UPDATED: February 14, 2018 at 4:52 p.m.
Undergraduate South Asian student organizations gathered to discuss the #MeToo movement, sexual harassment, and entertainment on Thursday evening in the wake of a recent viral article that accused comedian Aziz Ansari of sexual misconduct.
The discussion, co-sponsored by the South Asian Association, South Asian Women’s Collective, and South Asian Men’s Collective, focused on the racial and power balance implications of the allegations against Ansari, published on website Babe.net.
“When the Babe article broke, I was in conversation about it with a lot of my South Asian friends, both male and female, across the Harvard community,” said Simi N. Shah ’19, co-president of the South Asian Association. “And a lot of them, when we got back to campus, were saying, ‘You know, I keep having these conversations with people, and I think it would be nice if SAA would do some sort of round table discussion.’”
Members of the groups said they viewed the discussion, in part, as an opportunity to discuss race as it relates to the #MeToo movement.
“Oftentimes, race is left out of the discussion when we discuss sexual harassment and sexual assault,” Sruthi Palaniappan ’20 said. “So we felt that it was really important for us to have this conversation and discuss it with an intersectional lens.”
Aditi T. Sundaram ’19, co-president of the South Asian Women’s Collective, said the three organizations had previously united for health-related issues affecting the South Asian community, but that this type of formal community discussion was new.

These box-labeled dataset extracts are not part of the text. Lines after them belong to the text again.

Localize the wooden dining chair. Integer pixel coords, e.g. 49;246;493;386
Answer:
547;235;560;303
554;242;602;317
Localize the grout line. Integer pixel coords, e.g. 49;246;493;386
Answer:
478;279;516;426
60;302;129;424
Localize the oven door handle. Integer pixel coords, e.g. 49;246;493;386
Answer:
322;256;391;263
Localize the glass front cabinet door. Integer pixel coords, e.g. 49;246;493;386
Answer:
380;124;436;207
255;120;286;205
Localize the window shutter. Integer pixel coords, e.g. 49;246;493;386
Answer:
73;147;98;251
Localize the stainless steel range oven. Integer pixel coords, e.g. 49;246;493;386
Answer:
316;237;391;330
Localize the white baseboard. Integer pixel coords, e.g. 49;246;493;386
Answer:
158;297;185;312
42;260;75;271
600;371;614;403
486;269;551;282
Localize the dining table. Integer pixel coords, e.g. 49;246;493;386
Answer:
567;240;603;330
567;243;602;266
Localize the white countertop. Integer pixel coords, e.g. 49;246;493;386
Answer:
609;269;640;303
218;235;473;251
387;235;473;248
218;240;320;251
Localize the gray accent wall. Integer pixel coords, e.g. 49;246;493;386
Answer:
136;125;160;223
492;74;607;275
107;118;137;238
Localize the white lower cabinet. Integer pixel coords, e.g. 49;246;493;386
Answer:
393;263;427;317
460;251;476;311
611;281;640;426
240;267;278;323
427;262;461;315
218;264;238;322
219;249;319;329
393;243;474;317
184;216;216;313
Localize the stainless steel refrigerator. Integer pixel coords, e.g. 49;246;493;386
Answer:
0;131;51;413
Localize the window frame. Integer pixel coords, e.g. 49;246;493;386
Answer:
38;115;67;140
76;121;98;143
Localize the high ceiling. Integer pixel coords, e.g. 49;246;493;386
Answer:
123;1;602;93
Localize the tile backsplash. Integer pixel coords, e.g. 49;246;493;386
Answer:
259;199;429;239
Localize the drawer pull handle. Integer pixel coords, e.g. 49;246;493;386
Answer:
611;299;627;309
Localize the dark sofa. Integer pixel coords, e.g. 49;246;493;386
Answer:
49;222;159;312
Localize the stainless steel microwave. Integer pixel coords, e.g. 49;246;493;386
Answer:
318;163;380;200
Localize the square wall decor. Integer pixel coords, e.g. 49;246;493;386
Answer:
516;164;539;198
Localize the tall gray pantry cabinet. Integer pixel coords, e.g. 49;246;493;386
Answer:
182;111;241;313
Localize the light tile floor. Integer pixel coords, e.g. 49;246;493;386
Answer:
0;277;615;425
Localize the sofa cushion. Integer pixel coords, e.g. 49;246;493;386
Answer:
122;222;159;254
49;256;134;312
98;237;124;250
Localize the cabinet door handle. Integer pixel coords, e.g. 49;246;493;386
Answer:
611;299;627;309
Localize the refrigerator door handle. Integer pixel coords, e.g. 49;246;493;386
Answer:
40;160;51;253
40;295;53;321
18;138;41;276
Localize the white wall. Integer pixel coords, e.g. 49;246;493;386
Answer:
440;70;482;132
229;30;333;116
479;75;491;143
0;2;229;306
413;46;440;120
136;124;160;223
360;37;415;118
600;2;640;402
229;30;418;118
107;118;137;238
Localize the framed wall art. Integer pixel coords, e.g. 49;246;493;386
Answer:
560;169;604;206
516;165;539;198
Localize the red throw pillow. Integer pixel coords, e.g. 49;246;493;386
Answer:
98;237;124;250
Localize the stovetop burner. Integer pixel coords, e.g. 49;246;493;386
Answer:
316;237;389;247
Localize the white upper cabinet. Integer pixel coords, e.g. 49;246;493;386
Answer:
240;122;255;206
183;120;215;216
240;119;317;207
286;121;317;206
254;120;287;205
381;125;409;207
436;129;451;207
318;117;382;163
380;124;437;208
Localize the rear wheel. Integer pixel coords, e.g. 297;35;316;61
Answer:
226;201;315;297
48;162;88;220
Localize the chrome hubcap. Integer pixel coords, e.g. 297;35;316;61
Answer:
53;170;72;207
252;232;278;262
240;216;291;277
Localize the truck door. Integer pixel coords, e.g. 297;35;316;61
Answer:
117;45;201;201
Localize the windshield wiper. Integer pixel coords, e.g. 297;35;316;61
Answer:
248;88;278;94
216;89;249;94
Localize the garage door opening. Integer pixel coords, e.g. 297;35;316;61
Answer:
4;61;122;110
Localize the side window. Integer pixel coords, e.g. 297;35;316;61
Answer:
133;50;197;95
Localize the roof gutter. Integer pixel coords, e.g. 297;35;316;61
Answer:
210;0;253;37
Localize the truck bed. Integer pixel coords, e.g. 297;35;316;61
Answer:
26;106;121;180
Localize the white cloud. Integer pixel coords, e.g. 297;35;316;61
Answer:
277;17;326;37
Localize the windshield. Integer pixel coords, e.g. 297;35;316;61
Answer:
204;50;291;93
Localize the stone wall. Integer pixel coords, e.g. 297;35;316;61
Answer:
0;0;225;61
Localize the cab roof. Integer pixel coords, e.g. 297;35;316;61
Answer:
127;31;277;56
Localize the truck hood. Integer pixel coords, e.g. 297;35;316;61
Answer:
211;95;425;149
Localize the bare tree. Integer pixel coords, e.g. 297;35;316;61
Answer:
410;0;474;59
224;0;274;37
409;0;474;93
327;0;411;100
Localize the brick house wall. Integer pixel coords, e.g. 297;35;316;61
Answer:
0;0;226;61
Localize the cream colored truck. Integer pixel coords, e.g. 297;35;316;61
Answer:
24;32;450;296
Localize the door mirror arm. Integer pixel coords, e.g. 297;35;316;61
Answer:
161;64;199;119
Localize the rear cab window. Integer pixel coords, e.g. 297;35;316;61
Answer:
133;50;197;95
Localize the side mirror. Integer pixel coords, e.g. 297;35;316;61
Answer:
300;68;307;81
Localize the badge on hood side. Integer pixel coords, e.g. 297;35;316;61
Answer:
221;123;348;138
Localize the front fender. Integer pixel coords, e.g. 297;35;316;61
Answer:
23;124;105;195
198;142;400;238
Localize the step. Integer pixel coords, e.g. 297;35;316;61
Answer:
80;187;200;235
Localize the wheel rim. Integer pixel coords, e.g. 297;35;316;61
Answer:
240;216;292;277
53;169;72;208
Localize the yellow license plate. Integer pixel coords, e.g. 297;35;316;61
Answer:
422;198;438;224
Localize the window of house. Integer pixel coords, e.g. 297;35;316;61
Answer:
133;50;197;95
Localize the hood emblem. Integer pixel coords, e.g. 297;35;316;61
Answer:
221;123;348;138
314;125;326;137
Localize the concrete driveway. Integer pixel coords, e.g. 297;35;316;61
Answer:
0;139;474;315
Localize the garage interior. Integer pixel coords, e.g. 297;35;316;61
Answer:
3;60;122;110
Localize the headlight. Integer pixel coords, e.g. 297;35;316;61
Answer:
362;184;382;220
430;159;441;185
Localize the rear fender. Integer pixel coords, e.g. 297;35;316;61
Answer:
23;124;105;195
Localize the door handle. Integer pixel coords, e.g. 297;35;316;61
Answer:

“This would be a first step in terms of talking about social issues and political issues,” Sundaram said. “The fact that we covered a lot of ground in an hour was really encouraging. It meant that this was something that was on people’s minds.”
The student leaders of the organizations said they were grateful for the strong support shown by the students who attended.
“I think every one of us needs to continue these conversations outside of forums like this,” said Ida M. Paul ’20, a student who attended the event.
This event was the first in a series of discussions hosted by the South Asian Association this semester, and many students said they hope to continue the conversation. Palaniappan and Shah confirmed that plans for a follow-up discussion are in the works for the coming months, along with other political events.
“There’s always so much more that’s left to be talked about. I don’t even think we started to scratch the surface, and there’s no way you could in an hour on a topic that requires so much attention and conversation and constant dialogue,” Shah said.
Leaders of the groups said they hoped other groups on campus would consider holding similar conversations.
“It shouldn’t take an incident like this Aziz Ansari case to start this conversation. That shouldn’t be the catalyst,” said Aashay A. Sanghvi ’19, president of the South Asian Men’s Collective. “I think that more groups should come together and do it.”